NOAA extends beluga comment period
At the request of Alaska’s congressional delegation the National Oceanic and Atmospheric Administration has extended by 30 days the public comment period on the proposed designation of 3,000 square miles in Cook Inlet as critical habitat for the Cook Inlet beluga whale.
Alaska’s senators, Lisa Murkowski and Mark Begich, and its congressman, Don Young, jointly requested the extension in December, citing concern with economic and national security impacts and the fact that the public comment period, originally from Dec. 2 through Jan. 31, fell over “the seasonal holidays during which the attention of most Alaskans is rightly focused on their families and not issues of public policy.”

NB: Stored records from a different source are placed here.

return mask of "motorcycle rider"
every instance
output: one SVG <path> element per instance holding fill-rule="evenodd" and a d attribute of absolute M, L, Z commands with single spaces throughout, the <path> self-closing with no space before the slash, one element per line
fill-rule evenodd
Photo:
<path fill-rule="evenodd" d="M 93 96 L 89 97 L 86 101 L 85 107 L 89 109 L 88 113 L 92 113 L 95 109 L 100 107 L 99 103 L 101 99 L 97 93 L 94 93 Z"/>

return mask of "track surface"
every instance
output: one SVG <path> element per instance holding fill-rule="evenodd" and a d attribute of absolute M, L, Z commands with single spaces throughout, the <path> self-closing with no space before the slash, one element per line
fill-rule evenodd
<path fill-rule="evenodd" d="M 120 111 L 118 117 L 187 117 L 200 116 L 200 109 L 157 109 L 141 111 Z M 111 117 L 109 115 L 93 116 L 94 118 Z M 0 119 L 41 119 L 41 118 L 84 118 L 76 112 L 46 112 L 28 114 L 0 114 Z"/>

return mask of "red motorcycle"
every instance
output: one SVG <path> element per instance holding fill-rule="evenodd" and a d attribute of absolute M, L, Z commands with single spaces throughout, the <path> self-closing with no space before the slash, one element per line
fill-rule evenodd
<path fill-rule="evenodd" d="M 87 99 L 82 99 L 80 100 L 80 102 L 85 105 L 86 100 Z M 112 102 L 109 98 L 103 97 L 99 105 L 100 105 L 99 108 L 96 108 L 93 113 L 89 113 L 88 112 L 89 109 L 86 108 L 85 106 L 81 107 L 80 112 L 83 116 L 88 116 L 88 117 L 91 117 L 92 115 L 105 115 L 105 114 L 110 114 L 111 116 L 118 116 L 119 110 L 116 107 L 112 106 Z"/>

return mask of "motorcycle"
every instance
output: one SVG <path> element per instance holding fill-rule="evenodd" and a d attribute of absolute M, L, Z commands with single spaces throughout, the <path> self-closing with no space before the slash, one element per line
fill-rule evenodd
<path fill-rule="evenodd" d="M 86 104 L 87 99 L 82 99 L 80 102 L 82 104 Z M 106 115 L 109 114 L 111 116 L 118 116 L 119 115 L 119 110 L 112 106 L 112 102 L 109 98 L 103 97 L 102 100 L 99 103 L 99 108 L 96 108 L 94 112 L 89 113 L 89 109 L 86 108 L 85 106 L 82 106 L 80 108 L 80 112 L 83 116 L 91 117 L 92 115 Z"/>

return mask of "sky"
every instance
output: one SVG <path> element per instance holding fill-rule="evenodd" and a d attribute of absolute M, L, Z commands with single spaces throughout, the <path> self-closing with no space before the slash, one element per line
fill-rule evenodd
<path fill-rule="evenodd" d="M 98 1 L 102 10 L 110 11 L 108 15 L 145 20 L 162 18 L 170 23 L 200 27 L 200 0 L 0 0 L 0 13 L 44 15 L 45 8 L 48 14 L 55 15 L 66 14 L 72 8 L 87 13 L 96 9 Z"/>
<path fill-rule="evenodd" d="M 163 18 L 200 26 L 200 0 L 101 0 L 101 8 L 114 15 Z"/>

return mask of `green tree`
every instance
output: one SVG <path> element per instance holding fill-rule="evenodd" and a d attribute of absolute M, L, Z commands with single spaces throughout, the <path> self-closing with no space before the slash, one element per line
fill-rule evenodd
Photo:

The delegation requested the extension Dec. 23, telling NOAA Administrator Jane Lubchenco that while NOAA has statutory timelines for determining critical habitat, “we are concerned about taking such action without adequate analysis of the economic and national security consequences of this designation.”
NOAA’s National Marine Fisheries Service listed the Cook Inlet beluga whale as endangered in October 2008 and published its proposed critical habitat designation Dec. 1.
The habitat area encompasses all of upper Cook Inlet, all of Knik Arm and Turnagain Arm, the middle part of Cook Inlet to south of Kalgin Island, Kachemak Bay and nearshore areas of the western coast of lower Cook Inlet.
The new comment deadline is March 3.